Processo: 15/06882-0
Linha de fomento:Auxílio à Pesquisa - Regular
Vigência: 01 de agosto de 2015 - 31 de janeiro de 2018
Área do conhecimento:Ciências Humanas - História - História do Brasil
Pesquisador responsável:Denilson Botelho de Deus
Beneficiário:Denilson Botelho de Deus
Instituição-sede: Escola de Filosofia, Letras e Ciências Humanas (EFLCH). Universidade Federal de São Paulo (UNIFESP). Campus Guarulhos. Guarulhos , SP, Brasil
Assunto(s):História social  Literatura brasileira  Jornalismo 

Resumo

Já sabemos o que a imprensa fez pela literatura no Brasil. Mas tudo indica que há muito a investigar sobre o que a literatura fez pela imprensa e pelo jornalismo no início do século XX. De que forma a presença dos literatos nas páginas e nas redações dos jornais fez surgir uma nova narrativa jornalística ou um novo fazer jornalístico? Em que medida a literatura representou uma intervenção no texto dos jornalistas, tendo em vista que durante um bom tempo a figura do escritor-jornalista não era estranha nas redações dos jornais?
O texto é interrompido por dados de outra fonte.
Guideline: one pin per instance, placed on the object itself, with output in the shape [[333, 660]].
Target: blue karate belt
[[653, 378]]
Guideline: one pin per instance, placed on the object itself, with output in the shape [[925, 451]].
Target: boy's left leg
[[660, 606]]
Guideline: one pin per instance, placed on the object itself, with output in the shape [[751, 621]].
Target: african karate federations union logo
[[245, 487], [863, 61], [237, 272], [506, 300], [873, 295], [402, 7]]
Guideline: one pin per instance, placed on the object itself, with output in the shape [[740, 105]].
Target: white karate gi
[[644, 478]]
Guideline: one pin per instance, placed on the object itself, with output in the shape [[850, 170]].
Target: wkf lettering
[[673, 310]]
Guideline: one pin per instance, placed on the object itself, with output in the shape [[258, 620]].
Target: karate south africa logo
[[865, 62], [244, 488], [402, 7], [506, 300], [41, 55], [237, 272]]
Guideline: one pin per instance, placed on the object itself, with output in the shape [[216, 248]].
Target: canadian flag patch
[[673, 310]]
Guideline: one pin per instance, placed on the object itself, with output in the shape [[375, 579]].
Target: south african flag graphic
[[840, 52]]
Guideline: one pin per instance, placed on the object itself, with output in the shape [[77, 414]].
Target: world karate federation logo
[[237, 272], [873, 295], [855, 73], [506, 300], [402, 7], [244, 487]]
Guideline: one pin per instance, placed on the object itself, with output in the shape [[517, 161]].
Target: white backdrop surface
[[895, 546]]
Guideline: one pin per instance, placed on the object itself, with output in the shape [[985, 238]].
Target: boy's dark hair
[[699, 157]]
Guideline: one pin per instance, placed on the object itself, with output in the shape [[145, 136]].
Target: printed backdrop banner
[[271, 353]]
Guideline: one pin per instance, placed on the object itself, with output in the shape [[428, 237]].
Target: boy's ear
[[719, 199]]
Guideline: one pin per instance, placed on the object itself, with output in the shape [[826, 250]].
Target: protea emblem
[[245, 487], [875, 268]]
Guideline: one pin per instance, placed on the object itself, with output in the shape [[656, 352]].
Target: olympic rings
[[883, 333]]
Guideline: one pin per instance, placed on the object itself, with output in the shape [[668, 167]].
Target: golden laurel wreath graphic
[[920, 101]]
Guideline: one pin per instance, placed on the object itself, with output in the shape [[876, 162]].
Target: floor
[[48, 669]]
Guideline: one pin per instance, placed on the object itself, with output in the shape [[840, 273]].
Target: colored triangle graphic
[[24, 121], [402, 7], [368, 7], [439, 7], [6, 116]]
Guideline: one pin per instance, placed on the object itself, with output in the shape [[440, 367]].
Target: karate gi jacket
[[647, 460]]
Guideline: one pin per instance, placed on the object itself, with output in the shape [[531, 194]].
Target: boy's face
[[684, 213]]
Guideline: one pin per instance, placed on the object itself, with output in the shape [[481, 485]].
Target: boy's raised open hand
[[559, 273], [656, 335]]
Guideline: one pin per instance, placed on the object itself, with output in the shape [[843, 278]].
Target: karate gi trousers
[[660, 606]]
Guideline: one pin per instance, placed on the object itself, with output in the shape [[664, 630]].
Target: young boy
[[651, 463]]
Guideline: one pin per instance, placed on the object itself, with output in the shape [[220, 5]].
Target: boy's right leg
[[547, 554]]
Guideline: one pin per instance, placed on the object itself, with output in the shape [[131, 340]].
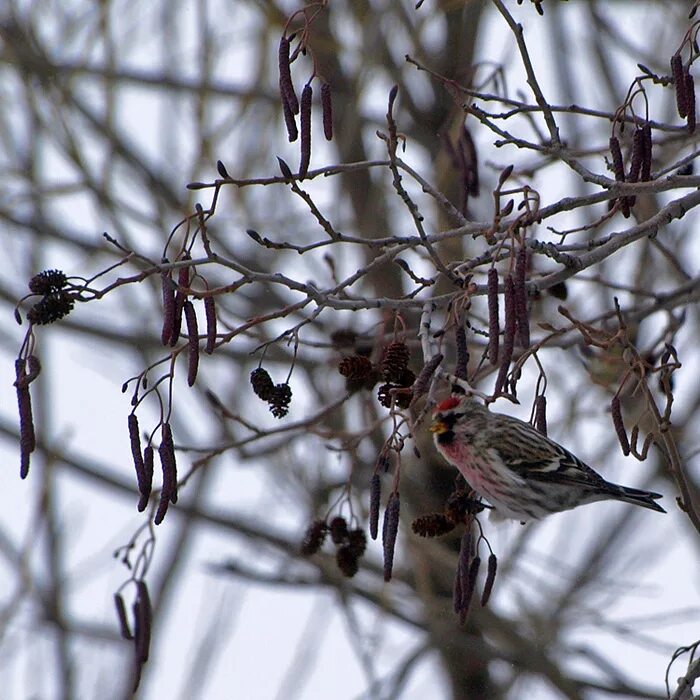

Além disso, cabe investigar também como a imprensa, nesse período peculiar de transformações, era vista e percebida pelos literatos que nela atuavam.Encontramos especialmente em Lima Barreto um testemunho da emergência de um novo jornalismo e de uma imprensa que se modifica a partir das inovações tecnológicas e tipográficas da época, bem como introduz a divisão da redação em editorias especializadas tal como conhecemos ainda hoje. Contudo, para além do testemunho, este escritor fornece também uma visão extremamente crítica desse processo e dos seus resultados nas primeiras décadas do século XX. Desta forma, temos na trajetória desse literato tanto a figura do escritor-jornalista, quanto a percepção crítica da imprensa carioca da Primeira República. Focalizando Lima Barreto como um dos escritores cuja trajetória enseja uma análise das relações entre imprensa e literatura no início do século XX, pretende-se examinar os seus artigos, crônicas, contos, romances, diários e correspondências, tendo como eixo central de investigação o modo como este escritor compreende e analisa o papel da imprensa, bem como o próprio jornalismo que praticou. (AU)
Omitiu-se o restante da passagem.